An Open Letter to His Holiness Patriarch Kirill, Moscow
From The Rev. Dr Keith Clements

8 March 2022

Your Holiness,

I greet you in the name of our Lord and Saviour Jesus Christ.

During these recent days I have been recalling very clearly the visit which in May 1999 Your Holiness and I together with other church and ecumenical figures made to Belgrade. We met with President Milosevic to present and discuss with him a proposal, drawn up by the Vienna Group of which both of us were members, for ending the conflict over Kosovo. Belgrade at that time was under aerial bombardment by NATO forces. In Belgrade and elsewhere we saw at first hand the effects of such attacks and our visit involved not a little danger to ourselves. But we went willingly, with the aim of contributing towards a cessation of hostilities and the creation of an opportunity for peace. This remains with me as a very positive memory of ecumenical fellowship in pursuit of peace, for which I am deeply grateful.

Today, in Ukraine, we are witnessing attacks on a country and its people, on a far greater scale than anything seen in Europe since 1945. This time, it has to be said in plain truth and in sorrow, the military operations are being carried out not by NATO but by Russian forces under the orders of President Putin. The devastation being wreaked upon Ukraine, its people and its infrastructure, the displacement and flight of civilians now being numbered by the million, are being witnessed by the whole world. It is a situation which cannot be justified by any Christian spirit or conscience, and for the sake of the people of Ukraine and of Russia must be ended without delay.

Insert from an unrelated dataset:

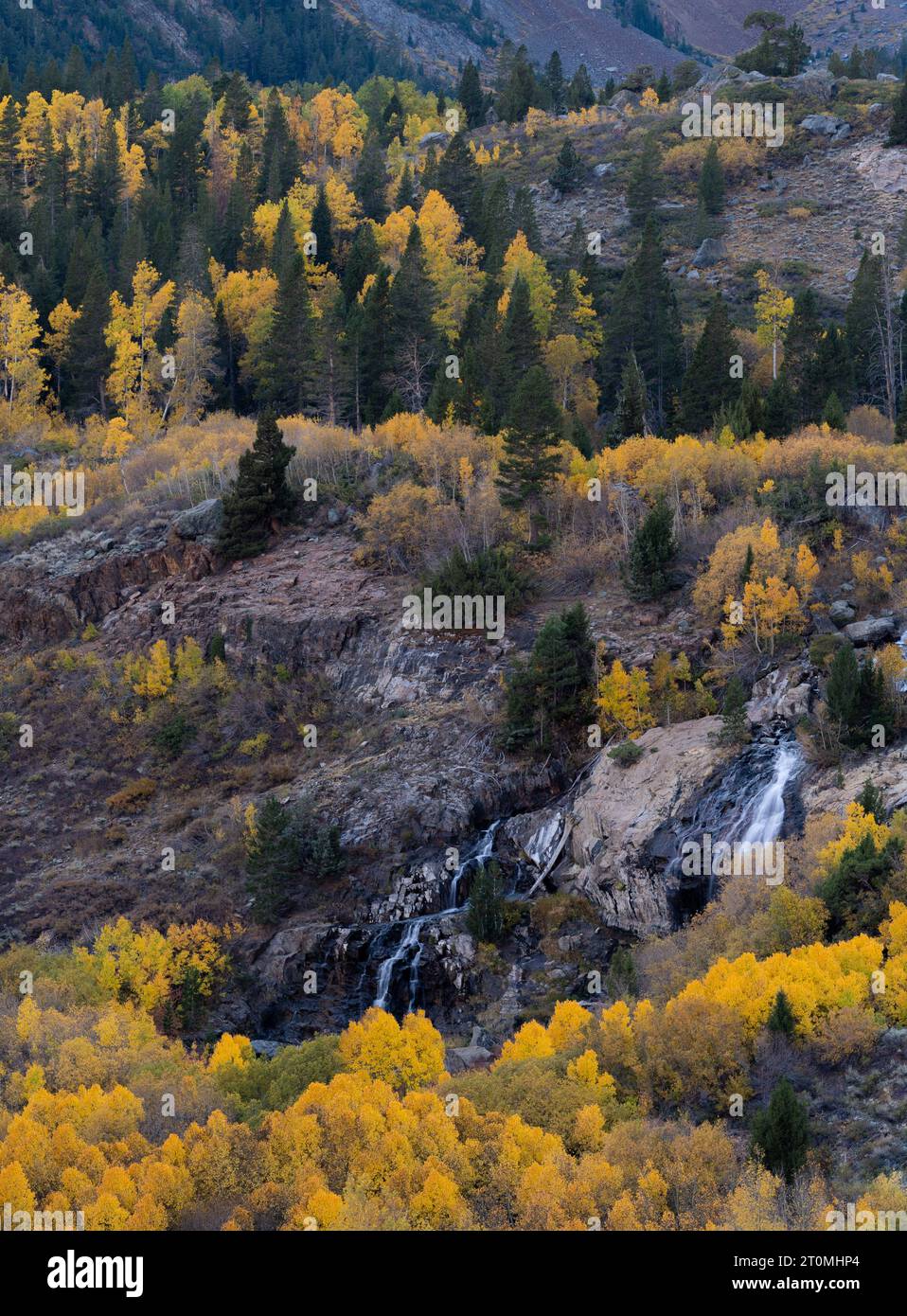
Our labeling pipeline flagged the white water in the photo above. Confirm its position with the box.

In the same spirit which led us to visit Belgrade in 1999, I appeal to you for a word which acknowledges and addresses this situation in terms befitting a great Church of Jesus Christ. Thus far, we in the world outside have heard words about the desire for peace, but not about the things that make for peace: first of all an acknowledgment of the wrong that is being committed against the people of Ukraine, without which no genuine movement towards peace can begin. It is known that there are voices in your Church and in other Christian communities in Russia, which are already expressing these aspirations towards repentance and the hope which repentance brings. I and others hope and pray that you will hear, defend and uphold them.

Many of us are well aware of the real historical factors which are involved in the relationship of Russia and Ukraine. We also realise that all countries, including those in the West, will need to reflect on their policies in Europe over recent decades, and be ready to learn from past mistakes. Moreover we are aware of the constraints which Your Holiness experiences, as leader of a Church with such close ties to the Russian state. But ‘the word of God is not chained’ (2 Timothy 2:9) and history shows us that there are moments when the Church is challenged to confess, perhaps at great cost but greatly strengthening its witness to the love of God for all people, where its truest and highest allegiance lies. Christians are called to place above all claims of earthly powers their loyalty to Jesus Christ to whom alone ‘all authority in heaven and on earth has been given’ (Matthew 28:18).

With all those who eagerly await such a word from you, and with continuing prayers for the guidance and inspiration of God’s Holy Spirit upon Your Holiness, I remain,

In Christ,

Keith Clements

Former General Secretary of the Conference of European Churches 1997-2005

Keith Clement is former General Secretary of the Conference of European Churches, 1997-2005.